Look, September 4, 1956

No one can work every day in the hot months without going stale. To break up the pattern of work, we fish the Gulf Stream in the spring and summer months and in the fall. The changes of each season show in the sea as they do on the land. There is no monotony as long as the current is alive and moving, and each day you never know what you will meet with.

You go out early or later, depending on the tide which pushes the heavy blue water out or brings it close to shore. When the current is running well and the flying fish are coming into the air from under the bow of the Pilar, you have an even chance or better to catch dolphin and small tuna and to catch or lose white marlin.

When you have finished far enough down with the current, you go into some beach to swim and have a drink while Gregorio, the mate, cooks lunch. In the late afternoon, you fish back toward home against the current until sunset. The small marlin are there in the spring and early summer and the big fish in the summer and the fall.

This fishing is what brought you to Cuba in the old days. Then you took a break on a book, or between books, of a hundred days or more and fished every day from sunup to sundown. Now, living on the hill in the country, you fish the days you pick.

It was different in Peru where we went to try to photograph big fish for the picture. There the wind blew day and night. Sand blew in your room from the desert that makes the coast and the doors banged shut with the wind.

We fished 32 days from early morning until it was too rough to photograph and the seas ran like onrushing hills with snow blowing off the tops. If you looked from the crest of a sea toward shore you could see the haze of the sand blowing as the wind furrowed the hills and scoured and sculptured them each day.

The sea birds huddled in the lee of the cliffs, coming out in clouds to dive wildly when a scouting bird would sight schoolfish moving along the shore, and the condors ate dead pelicans on the beaches. The pelicans usually died from bursting their food pouches diving and a condor would walk backwards along the beach lifting a large dead pelican as though it weighed nothing.
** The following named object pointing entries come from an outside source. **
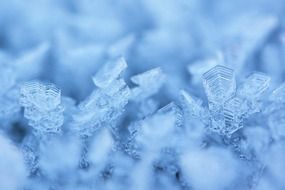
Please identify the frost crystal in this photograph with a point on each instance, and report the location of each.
(42, 106)
(219, 84)
(105, 104)
(142, 95)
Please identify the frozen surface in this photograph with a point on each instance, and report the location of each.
(142, 95)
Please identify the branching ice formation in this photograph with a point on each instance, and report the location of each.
(124, 95)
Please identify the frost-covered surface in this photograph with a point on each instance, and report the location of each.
(142, 95)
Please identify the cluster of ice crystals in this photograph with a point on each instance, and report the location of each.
(106, 103)
(42, 106)
(124, 95)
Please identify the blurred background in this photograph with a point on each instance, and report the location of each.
(66, 41)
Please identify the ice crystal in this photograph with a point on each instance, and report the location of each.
(142, 95)
(42, 106)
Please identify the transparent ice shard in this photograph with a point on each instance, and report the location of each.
(219, 84)
(254, 86)
(198, 68)
(42, 106)
(148, 83)
(110, 72)
(278, 94)
(105, 104)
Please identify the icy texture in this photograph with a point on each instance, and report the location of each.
(106, 103)
(148, 94)
(219, 84)
(148, 83)
(42, 106)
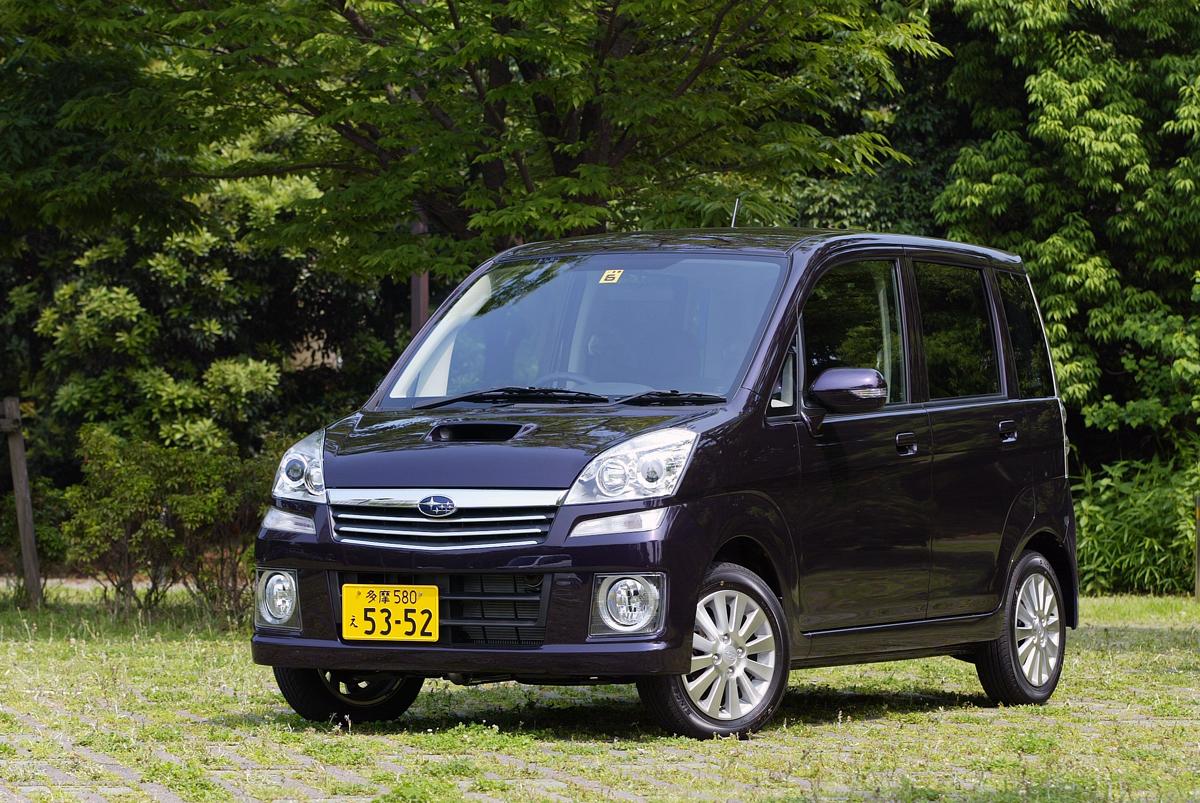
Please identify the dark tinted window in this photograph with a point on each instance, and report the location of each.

The marlin were large and did not fight as the fish off Cuba do. But their weight and bulk in the heavy seas made it hard work, and a fish that you would bring to gaff in eight or twelve minutes you would let run again, holding him always in close camera range, feeling his weight through the soles of your feet, your forearms and your back, and finally when he was dead tired, have Gregorio harpoon him to try for the camera shot you needed in the picture.

It was steady punishing work each day and it was fun too because the people were nice and it was a strange new sea to learn. It was good too to be back in Cuba and on Pilar again.